# Channel Guide not updating



## smackman (Sep 19, 2006)

My channel guide is showing No Information available on most of the channels when I pull up the Guide. Any suggestions? Thank you


----------



## Bill R (Dec 20, 2002)

Run a switch test. It should update after that.


----------



## Grandude (Oct 21, 2004)

Bill R said:


> Run a switch test. It should update after that.


Hmm, Souldn't have to do that on a state-of-the-art machine. If it continues to do that I would call and ask for a new one.


----------



## jrlaw10 (Feb 3, 2007)

For my D* service I would reboot the receiver and the guide info will re-appear. Not sure if this works for Dish.


----------



## Stewart Vernon (Jan 7, 2005)

Bill R said:


> Run a switch test. It should update after that.
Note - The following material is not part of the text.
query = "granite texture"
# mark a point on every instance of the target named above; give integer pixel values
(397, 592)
Sometimes you can also bring up the guide, and highlight one of those "info not available" areas, then scroll to the right... to more not available data, and sometimes it will prompt you to download/refresh the EPG without having to do a check switch.


----------



## Geronimo (Mar 23, 2002)

Grandude said:


> Hmm, Souldn't have to do that on a state-of-the-art machine. If it continues to do that I would call and ask for a new one.


Yu should nothave to but sometimes you do.


----------



## smackman (Sep 19, 2006)

Here is what the problem was I "think":
I had disconnected my off air antenna because of lightning and forgot about it for 6-7 hours. It seems to have caused my channel guide to be confused. When I re-connected the antenna everything started updating. I even got a message telling me my channel guide needed updating and ask me if I had 5 minutes to do this. My guide seem to already be fine but I said yes anyway. Everything now is fine. 
All of my timers got screwed up because my channel guide was showing no info. available. It was crazy to say the least. I was showinhg 110 events to be recorded under the title of NO INFORMATION AVAILABLE. This also fixed itself when I reconnected the off air antenna and my locals started updating. Soft reboots and hard reboots done no good. This was weird to say the least. Thanks for info.


----------